# bembeyaz kesen



## modus.irrealis

Hi,

I'm having a lot of trouble with the meaning of _kesmek_ in the following.


> tipi azıtınca bir anda *bembeyaz kesen* ön cama silecekler yetişemeyince şoför gibi o da artık hiç gözükmeyen asfaltın nereye doğru uzandığını çıkarmaya çalışıyordu


What does it mean in this context?


----------



## ancalimon

normally "kesmek" means "cut".  But in this context it would mean "interruption of normal activity".

For example we can also say "yüzü bembeyaz kesildi"  meaning "the guys face became extremely white because he was in a shock, he was afraid, etc.."


----------



## Rallino

> But in this context it would mean "interruption of normal activity".




I'm not sure which context Ancalimon is referring to, but in your context it means that the windshield _*became totally white*_ due to the heavy blizzard.


----------



## ancalimon

Rallino said:


> I'm not sure which context Ancalimon is referring to, but in your context it means that the windshield _*became totally white*_ due to the heavy blizzard.



elektrik kesilmesi: Power outage (electricity is no longer functioning normally)
camlar bembeyaz kesildi: The window became white and as a result it does not allow you to see through it any longer. (the window is no longer functioning normally)
yüzü bembeyaz kesildi: His face became extremely white. The blood is no longer pumping to his face... (his face is no longer functioning normally)
adam taş kesildi: The man froze in place motionless like a rock ~ the man became paralyzed. (his body is no longer functioning normally)
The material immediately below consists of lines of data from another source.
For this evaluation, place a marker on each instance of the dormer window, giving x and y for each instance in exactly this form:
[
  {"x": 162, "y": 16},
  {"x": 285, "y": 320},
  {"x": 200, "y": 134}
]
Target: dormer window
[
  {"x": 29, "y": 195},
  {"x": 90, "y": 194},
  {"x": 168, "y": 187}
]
So I think this is the reason why we are using "kesilmek" (*which normally means "to cut" and not "to become" or "to get"* ) in these contexts.  Otherwise we should have said "bir anda bembeyaz olan ön cama".  So there is a difference between saying "bembeyaz kesmek" and "bembeyaz olmak".

So I definitely think that there is a perfectly meaningful explanation to why we use "kesilmek" in these contexts.


----------



## Reverence

The windshield turned stark white, apparently.


----------



## modus.irrealis

Teşekkürler. That makes sense -- my main problem was that none of the definitions given in the TDK dictionary seem to fit this context. If it had been "kesilmek", it would have been clearer I think.


----------



## spiraxo

Hi,

I think the following definition in TDK fits.
*kesmek*    Bir şeyin özelliği değişmek : Buğday kesti çavdarlaştı.
 Türkiye Türkçesi Ağızları Sözlüğü


----------